DeFi platforms allow users to lend, borrow and save in digital assets, using the blockchain technology that underpins cryptoassets to bypass the traditional gatekeepers of finance such as banks and exchanges.
The collapse of crypto exchange FTX and of the Terra USD stablecoin during 2022 showed how shocks in one part of the crypto market can trigger billions of dollars in outflows from DeFI applications, said IOSCO, the global umbrella body for securities watchdogs from across the world.
Such events have seen DeFi shrink from about $180 billion in late 2021 to about $40 billion currently, and the sector is also being used for moneylaundering, IOSCO said.

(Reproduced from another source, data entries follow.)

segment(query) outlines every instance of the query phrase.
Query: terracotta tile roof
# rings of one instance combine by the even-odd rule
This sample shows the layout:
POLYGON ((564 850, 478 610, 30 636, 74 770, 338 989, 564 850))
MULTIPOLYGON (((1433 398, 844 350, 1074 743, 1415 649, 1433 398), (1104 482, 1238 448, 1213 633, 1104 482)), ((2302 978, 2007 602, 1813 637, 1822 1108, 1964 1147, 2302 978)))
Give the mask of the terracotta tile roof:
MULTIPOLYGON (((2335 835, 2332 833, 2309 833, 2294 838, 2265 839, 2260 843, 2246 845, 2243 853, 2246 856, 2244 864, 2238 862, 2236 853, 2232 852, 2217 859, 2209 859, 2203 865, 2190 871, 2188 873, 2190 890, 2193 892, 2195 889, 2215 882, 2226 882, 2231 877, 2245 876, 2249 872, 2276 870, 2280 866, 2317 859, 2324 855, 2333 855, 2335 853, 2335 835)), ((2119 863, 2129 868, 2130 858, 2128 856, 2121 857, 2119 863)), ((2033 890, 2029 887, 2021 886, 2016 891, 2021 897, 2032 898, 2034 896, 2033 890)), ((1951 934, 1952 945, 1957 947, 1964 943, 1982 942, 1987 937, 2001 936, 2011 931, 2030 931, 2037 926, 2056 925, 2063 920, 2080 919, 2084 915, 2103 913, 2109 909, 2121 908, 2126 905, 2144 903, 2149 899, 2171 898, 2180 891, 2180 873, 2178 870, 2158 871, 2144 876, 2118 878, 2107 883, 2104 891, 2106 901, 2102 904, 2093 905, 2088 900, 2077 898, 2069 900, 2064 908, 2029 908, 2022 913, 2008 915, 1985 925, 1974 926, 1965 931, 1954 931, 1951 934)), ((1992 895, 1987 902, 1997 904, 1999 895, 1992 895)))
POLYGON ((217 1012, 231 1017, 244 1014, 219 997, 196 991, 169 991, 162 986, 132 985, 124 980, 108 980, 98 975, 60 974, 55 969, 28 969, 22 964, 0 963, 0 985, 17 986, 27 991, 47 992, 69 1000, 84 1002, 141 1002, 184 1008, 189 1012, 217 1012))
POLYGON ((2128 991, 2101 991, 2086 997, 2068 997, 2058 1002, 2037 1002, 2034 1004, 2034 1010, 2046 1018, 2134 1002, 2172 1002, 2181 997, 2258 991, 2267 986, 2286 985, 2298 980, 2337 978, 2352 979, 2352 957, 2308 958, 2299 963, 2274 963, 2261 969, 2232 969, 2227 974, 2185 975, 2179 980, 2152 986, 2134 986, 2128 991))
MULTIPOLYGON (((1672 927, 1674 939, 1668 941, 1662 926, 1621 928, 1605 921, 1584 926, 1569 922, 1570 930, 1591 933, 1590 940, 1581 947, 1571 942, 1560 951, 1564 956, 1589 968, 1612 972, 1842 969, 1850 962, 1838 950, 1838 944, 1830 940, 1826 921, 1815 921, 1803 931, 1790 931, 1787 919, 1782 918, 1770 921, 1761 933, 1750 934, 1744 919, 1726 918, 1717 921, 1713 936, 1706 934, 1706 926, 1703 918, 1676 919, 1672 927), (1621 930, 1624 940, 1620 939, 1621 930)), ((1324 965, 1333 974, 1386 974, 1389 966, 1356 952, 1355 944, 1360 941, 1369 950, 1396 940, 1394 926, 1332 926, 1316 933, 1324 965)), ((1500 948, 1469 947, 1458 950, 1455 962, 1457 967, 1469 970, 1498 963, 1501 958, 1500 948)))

“There is a common misconception that DeFi is truly decentralised and governed by autonomous code or smart contracts,” said Tuang Lee Lim, chair of a fintech taskforce at IOSCO.
Stakeholders in DeFi and their roles, and the organizational, technological, and communication mechanisms they use, tend to mimic those in traditional finance.
“In reality, regardless of the operating model of the DeFi arrangement, ‘responsible persons’ can be identified,” Lim said.
Regulators have little standardised data on DeFI, a situation made worse by market participants using multiple pseudonymous addresses to obfuscate their activities, IOSCO said.
The watchdog has proposed a framework for regulators across the 130 jurisdictions covered by its membership to ensure investor protection and stable markets with DeFi, identify and manage risks, obtain clear disclosures and cross-border cooperation to enforce applicable laws.
Regulators should use existing laws or introduce new ones where needed to get a full picture of DeFI, including the identities of people and companies involved, IOSCO said.
A public consultation on the proposals, which dovetail with proposals from IOSCO in May to regulate cryptoassets themselves, runs until mid-October before the framework is finalised around the end of 2023.
IOSCO members commit to applying agreed recommendations, and some member countries like the United States have already begun looking at how DeFi fits into existing securities laws.